I'm flabbergasted that you seem able to suggest this seriously. To think the left is the only side that censors when the right has also had a long and storied history of it, is baffling. Both sides censor when it suits their purposes. Notable times the right as taken up that mantle in the past include McCartyism, censoring portions of climate change science (during both GWB and Trump)[1], and the many times religious organizations aligned with the right wanting to ban certain books.[2]

> But by all means, let's use this to censor?

There's a difference in controlling what your community you control (because you provide what makes it possible) can do and what the wider public is allowed to do. Censorship when applied to all aspects of life is definitely a problem, and why we have freedom of speech. But we also have freedom of association[3] as an important part of that, and if you look into that closely, being able to police your own community is an important part of that (if you can't express what you want in your community you don't actually have a community).
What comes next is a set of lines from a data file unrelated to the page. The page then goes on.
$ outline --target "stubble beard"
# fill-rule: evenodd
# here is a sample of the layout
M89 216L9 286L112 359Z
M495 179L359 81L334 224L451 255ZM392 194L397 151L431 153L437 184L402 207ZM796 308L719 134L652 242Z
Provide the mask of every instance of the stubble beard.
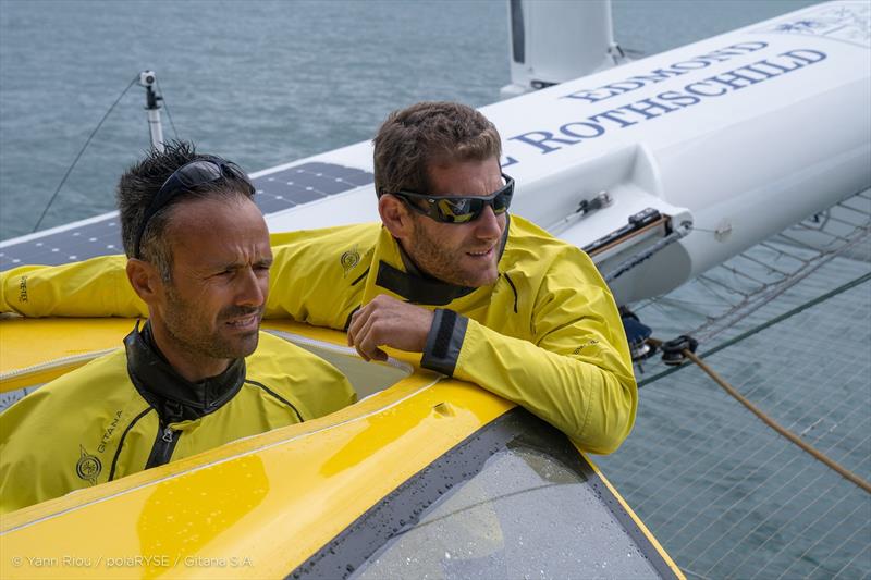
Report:
M419 224L416 224L412 232L409 247L406 251L415 264L426 274L449 284L478 288L493 284L499 277L498 272L482 279L480 272L466 272L459 268L458 264L466 257L466 250L463 247L451 250L442 248L432 237L425 233L424 227ZM492 266L493 271L495 271L495 264L502 254L502 239L496 243L493 254L493 261L488 264L488 269Z
M236 359L244 358L257 349L259 326L257 331L238 335L236 340L222 336L218 330L209 328L208 321L193 316L197 311L194 304L179 296L172 286L167 288L167 312L163 323L167 333L182 350L199 358ZM257 312L262 316L262 308L230 307L218 316L218 324L226 318Z

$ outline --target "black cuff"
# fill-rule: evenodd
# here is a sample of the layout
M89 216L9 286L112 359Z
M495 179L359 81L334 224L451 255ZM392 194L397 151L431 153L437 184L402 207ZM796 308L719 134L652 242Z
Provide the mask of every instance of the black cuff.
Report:
M463 348L469 319L442 308L437 308L434 314L420 366L452 377L459 358L459 349Z

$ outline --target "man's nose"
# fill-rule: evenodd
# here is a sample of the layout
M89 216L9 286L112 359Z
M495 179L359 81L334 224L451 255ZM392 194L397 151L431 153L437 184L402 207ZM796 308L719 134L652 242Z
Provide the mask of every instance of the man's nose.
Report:
M236 304L240 306L262 306L266 301L268 275L257 275L253 268L240 272L238 287L236 288Z
M493 208L487 206L483 211L475 220L475 233L482 239L492 239L502 235L502 229L499 226L499 218L493 212Z

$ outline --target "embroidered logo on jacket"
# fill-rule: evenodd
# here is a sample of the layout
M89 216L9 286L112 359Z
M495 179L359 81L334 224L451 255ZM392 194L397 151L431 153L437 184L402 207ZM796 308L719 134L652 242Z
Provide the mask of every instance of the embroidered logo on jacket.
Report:
M357 250L357 246L344 252L339 261L342 262L342 270L345 271L344 275L347 275L355 266L360 263L360 252Z
M97 478L100 476L100 471L102 471L102 462L100 462L97 456L86 452L85 447L82 445L78 446L78 449L82 452L82 456L75 464L75 473L79 479L89 481L91 485L96 485Z

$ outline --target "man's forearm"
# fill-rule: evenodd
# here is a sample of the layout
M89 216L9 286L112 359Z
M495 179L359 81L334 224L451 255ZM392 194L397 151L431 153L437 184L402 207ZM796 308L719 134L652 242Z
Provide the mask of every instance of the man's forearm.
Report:
M147 314L125 272L123 256L63 266L24 266L0 274L0 311L26 317Z
M626 365L619 354L604 349L608 354L594 365L505 336L462 316L441 314L437 322L453 324L453 337L445 342L442 336L438 351L434 342L428 344L425 367L522 405L591 453L615 451L631 431L637 386L631 368L621 369ZM457 332L463 333L458 354ZM438 333L433 328L433 338Z

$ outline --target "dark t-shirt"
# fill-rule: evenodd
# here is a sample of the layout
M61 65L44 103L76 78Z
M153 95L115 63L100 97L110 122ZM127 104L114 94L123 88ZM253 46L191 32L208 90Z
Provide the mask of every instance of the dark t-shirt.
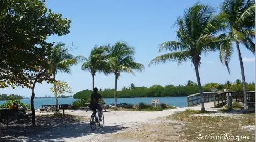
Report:
M99 99L102 98L101 95L97 93L93 93L91 94L91 104L97 104L99 102ZM93 102L93 99L94 99L95 102Z

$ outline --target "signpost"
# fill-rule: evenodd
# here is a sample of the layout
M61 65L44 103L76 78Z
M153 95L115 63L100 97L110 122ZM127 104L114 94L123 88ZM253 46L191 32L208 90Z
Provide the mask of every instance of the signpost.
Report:
M158 99L152 99L152 103L154 103L155 104L155 107L157 107L157 104L159 102L159 100Z

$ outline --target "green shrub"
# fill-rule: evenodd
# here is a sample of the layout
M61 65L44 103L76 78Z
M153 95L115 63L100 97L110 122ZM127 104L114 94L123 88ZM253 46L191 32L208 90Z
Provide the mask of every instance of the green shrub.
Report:
M225 109L228 109L228 104L227 104L226 105L224 106L224 108ZM240 108L240 104L237 102L234 102L232 103L232 109L233 109L234 108Z
M18 105L19 108L23 107L26 108L27 109L30 109L30 105L22 103L20 100L6 100L6 102L0 105L0 108L9 108L9 106L10 104L13 104L15 103Z
M133 104L127 104L126 103L120 103L120 104L118 105L119 107L121 107L122 108L126 108L126 109L132 109L133 108Z
M79 99L73 102L73 108L76 109L82 107L87 106L87 104L86 104L89 103L91 99L89 97Z
M149 109L153 108L153 107L150 104L146 104L143 102L141 102L137 105L137 108L138 109Z
M240 104L237 102L234 102L232 104L232 108L240 108Z
M160 107L162 109L166 109L168 108L168 105L165 103L161 103L160 104Z
M199 110L194 110L190 109L187 109L182 113L186 115L197 114L200 113Z

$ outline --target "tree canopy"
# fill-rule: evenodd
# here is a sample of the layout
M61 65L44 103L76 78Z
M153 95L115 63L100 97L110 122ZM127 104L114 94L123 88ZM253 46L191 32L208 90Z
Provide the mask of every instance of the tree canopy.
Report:
M0 87L31 87L40 70L49 65L52 44L46 39L70 32L70 20L45 4L44 0L1 1Z

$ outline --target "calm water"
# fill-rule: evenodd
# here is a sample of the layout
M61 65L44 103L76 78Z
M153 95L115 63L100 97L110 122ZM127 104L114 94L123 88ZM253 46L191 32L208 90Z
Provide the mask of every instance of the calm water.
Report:
M167 103L172 106L178 107L187 107L186 97L141 97L141 98L117 98L117 104L121 103L126 103L132 104L138 104L140 102L150 103L152 99L158 99L160 103ZM58 98L58 104L72 104L73 102L77 100L73 98ZM113 103L114 98L104 98L104 100L107 104ZM23 99L21 102L23 103L30 104L30 99ZM0 105L5 103L5 101L0 101ZM39 109L41 105L54 104L55 103L55 98L36 98L34 100L35 108Z

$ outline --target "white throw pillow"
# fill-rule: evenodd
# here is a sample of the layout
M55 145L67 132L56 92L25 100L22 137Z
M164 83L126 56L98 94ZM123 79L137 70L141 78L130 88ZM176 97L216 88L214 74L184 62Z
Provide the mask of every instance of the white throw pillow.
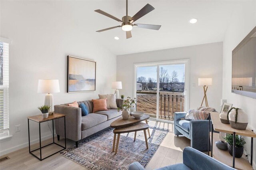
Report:
M107 99L107 108L117 109L116 101L116 94L99 95L100 99Z

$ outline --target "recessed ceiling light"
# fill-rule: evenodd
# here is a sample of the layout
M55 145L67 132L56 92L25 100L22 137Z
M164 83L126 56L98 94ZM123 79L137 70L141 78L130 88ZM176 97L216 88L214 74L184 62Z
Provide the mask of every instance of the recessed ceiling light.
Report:
M189 20L189 22L190 24L195 24L197 22L197 19L196 18L192 18Z

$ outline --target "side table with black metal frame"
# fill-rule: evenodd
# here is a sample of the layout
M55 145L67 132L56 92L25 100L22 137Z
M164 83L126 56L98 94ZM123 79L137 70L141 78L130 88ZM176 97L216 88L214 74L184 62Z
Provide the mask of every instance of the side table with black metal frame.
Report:
M56 154L58 152L59 152L64 150L64 149L66 149L66 117L65 117L66 115L62 115L62 114L59 114L59 113L53 113L53 114L52 115L49 115L49 116L47 118L43 118L43 117L42 117L41 115L37 115L36 116L31 116L31 117L28 117L28 147L29 148L29 153L30 153L30 154L31 154L32 155L33 155L33 156L35 156L36 158L38 158L38 160L39 160L40 161L42 161L42 160L44 160L44 159L46 159L52 155L53 155L54 154ZM60 118L61 118L62 117L64 118L64 134L65 134L65 147L60 145L59 144L58 144L57 143L56 143L54 142L54 119L60 119ZM36 122L37 122L38 123L39 123L39 145L40 145L40 147L39 148L34 150L30 150L30 132L29 132L29 120L30 120L31 121L35 121ZM53 142L52 142L52 143L51 143L49 144L47 144L45 146L42 146L42 144L41 144L41 123L43 123L43 122L46 122L48 121L52 121L52 137L53 137ZM58 151L58 152L56 152L50 155L49 155L46 157L45 158L43 158L42 159L42 148L47 146L49 146L50 144L55 144L60 147L61 147L61 148L62 148L63 149L61 149L60 150ZM36 156L33 153L32 153L32 152L34 152L34 151L40 149L40 158L39 158L37 156Z

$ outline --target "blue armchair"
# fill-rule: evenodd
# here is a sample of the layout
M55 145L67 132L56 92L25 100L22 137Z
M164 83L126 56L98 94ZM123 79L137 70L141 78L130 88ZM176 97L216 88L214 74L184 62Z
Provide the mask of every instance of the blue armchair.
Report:
M128 170L144 170L137 162L130 165ZM235 170L196 149L186 147L183 150L183 163L160 168L156 170Z
M183 135L191 140L190 146L200 151L208 150L209 120L182 120L187 112L174 113L174 134ZM210 121L210 130L212 121ZM209 144L210 146L210 143Z

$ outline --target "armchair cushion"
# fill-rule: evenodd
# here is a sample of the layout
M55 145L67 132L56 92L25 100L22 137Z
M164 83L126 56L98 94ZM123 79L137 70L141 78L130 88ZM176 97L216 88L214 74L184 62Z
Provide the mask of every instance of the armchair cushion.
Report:
M182 128L184 130L189 133L189 122L188 120L179 120L176 121L176 125Z
M87 129L107 121L107 117L105 115L90 113L82 117L82 130Z

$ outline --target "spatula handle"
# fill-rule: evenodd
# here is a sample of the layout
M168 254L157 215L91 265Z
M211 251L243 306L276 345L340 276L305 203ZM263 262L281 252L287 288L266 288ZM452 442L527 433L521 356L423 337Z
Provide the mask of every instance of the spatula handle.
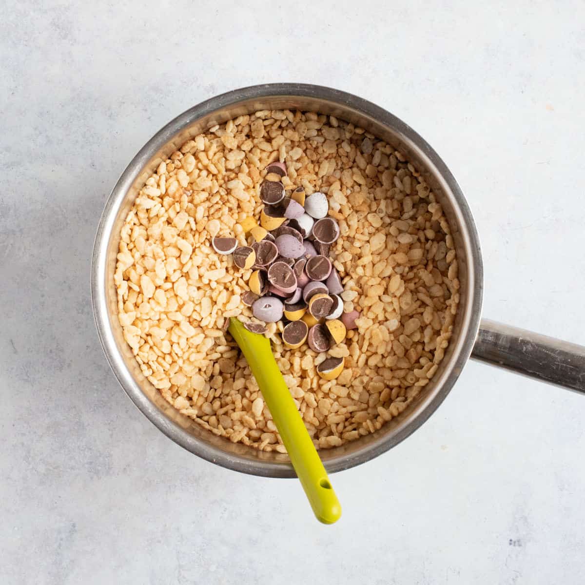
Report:
M270 342L263 335L251 336L245 329L242 333L243 328L239 326L230 326L230 332L258 383L315 515L319 522L332 524L341 516L341 505L272 355Z

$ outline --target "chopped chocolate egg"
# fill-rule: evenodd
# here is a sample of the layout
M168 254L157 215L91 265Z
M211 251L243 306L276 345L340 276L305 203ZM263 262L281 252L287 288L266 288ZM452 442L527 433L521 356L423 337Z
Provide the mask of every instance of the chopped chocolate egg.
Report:
M323 283L319 283L314 280L312 281L303 288L302 300L305 302L308 302L313 295L319 294L321 293L328 294L329 290L327 288L327 287Z
M252 333L257 333L260 335L266 332L266 328L261 323L249 323L244 324L244 328Z
M274 162L271 163L266 167L266 173L276 173L277 175L280 175L281 177L284 177L287 174L287 166L284 163L275 160Z
M287 302L292 304L295 302L298 302L301 298L302 298L302 289L297 287L297 290L292 293L292 295L287 299Z
M357 325L356 325L356 319L358 319L359 316L359 311L352 311L349 313L343 313L343 314L342 315L342 322L343 325L345 325L346 329L347 329L348 331L350 329L357 328Z
M257 302L257 301L256 302ZM313 325L309 329L307 341L309 342L309 347L314 352L316 352L317 353L326 352L331 347L327 328L321 323Z
M343 301L341 297L336 294L329 294L329 296L333 300L333 305L325 319L339 319L341 316L341 314L343 312Z
M317 366L317 373L325 380L335 380L343 371L345 359L328 357Z
M284 209L284 216L288 219L298 219L305 213L302 205L294 199L285 198L283 201L283 208Z
M260 270L254 270L250 276L248 286L254 294L260 297L268 290L268 281L262 272Z
M313 237L322 244L332 244L339 237L339 226L333 218L324 218L315 222Z
M305 211L315 219L321 219L327 215L329 202L325 193L317 191L305 199Z
M256 242L261 242L267 233L268 232L260 225L257 225L250 230L250 235Z
M267 266L276 260L278 249L276 245L268 240L254 242L252 249L256 252L256 263L259 266Z
M306 302L284 302L284 316L290 321L298 321L307 312Z
M313 256L307 261L305 271L311 280L325 280L331 273L331 261L324 256Z
M304 288L311 281L311 279L307 276L305 272L305 265L307 264L307 260L301 258L297 260L294 264L294 274L297 277L297 283L301 288Z
M302 243L302 234L298 230L295 229L294 228L291 227L290 225L281 225L272 232L272 235L274 236L275 241L279 236L283 236L285 234L296 238L300 243Z
M260 198L267 205L276 205L284 198L284 185L278 181L264 181L260 188Z
M309 312L315 319L326 317L333 306L333 300L324 292L313 295L309 300Z
M308 214L303 214L300 217L297 218L297 221L305 230L305 238L308 238L313 229L315 220Z
M322 242L318 242L315 240L313 242L313 245L315 246L315 249L321 256L329 256L329 250L331 249L331 244L324 244Z
M301 319L301 321L304 321L307 324L309 329L321 322L319 319L315 319L315 317L314 317L311 313L308 312L305 312Z
M298 187L292 193L291 199L294 199L299 205L305 206L305 188Z
M278 253L286 258L300 258L305 252L302 244L294 236L288 233L278 236L274 243Z
M283 318L284 305L276 297L262 297L254 302L252 313L256 319L265 323L276 323Z
M271 265L268 269L268 281L284 294L297 290L297 277L292 269L284 262L274 262Z
M238 267L247 270L256 262L256 252L249 246L240 246L233 251L233 263Z
M332 294L341 294L343 292L343 285L341 284L339 273L335 268L332 269L331 274L327 277L325 284L327 285L327 288Z
M345 325L339 319L325 321L325 326L331 338L336 343L340 343L345 339L345 334L347 332Z
M211 245L218 254L231 254L238 246L238 240L235 238L214 238Z
M254 301L259 298L258 295L255 294L252 291L246 291L242 295L242 302L246 307L252 307L254 304Z
M304 321L292 321L283 329L283 342L289 349L300 347L307 340L309 328Z
M260 225L269 232L279 228L287 221L287 218L284 216L277 215L280 212L278 210L271 211L271 209L270 205L266 205L260 214Z
M302 246L305 249L305 253L303 256L305 258L312 258L317 255L317 251L315 249L315 246L308 240L305 240L302 243Z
As I noted earlier, if you want to make a case specifically about Facebook and how it should be treated as a public resource (which I'll clarify doesn't just mean something publicly accessible but something people have a public stake in that the state should ensure has additional protections and requirements, like water or clear air), then go ahead and make that case. I might even agree with you on something like Facebook. But what was stated earlier by rnd0 and which we've ostensibly been discussing is shadow banning and communities in general, but public resources or even Facebook in isolation.

1: https://en.wikipedia.org/wiki/Censorship_in_the_United_State... (the citation goes into the detail linking Trump)

2: https://www.au.org/blogs/christian-nationalists-censor

3: https://en.wikipedia.org/wiki/Freedom_of_association


Way too long of a post, I don't care your position anymore and maintain mine.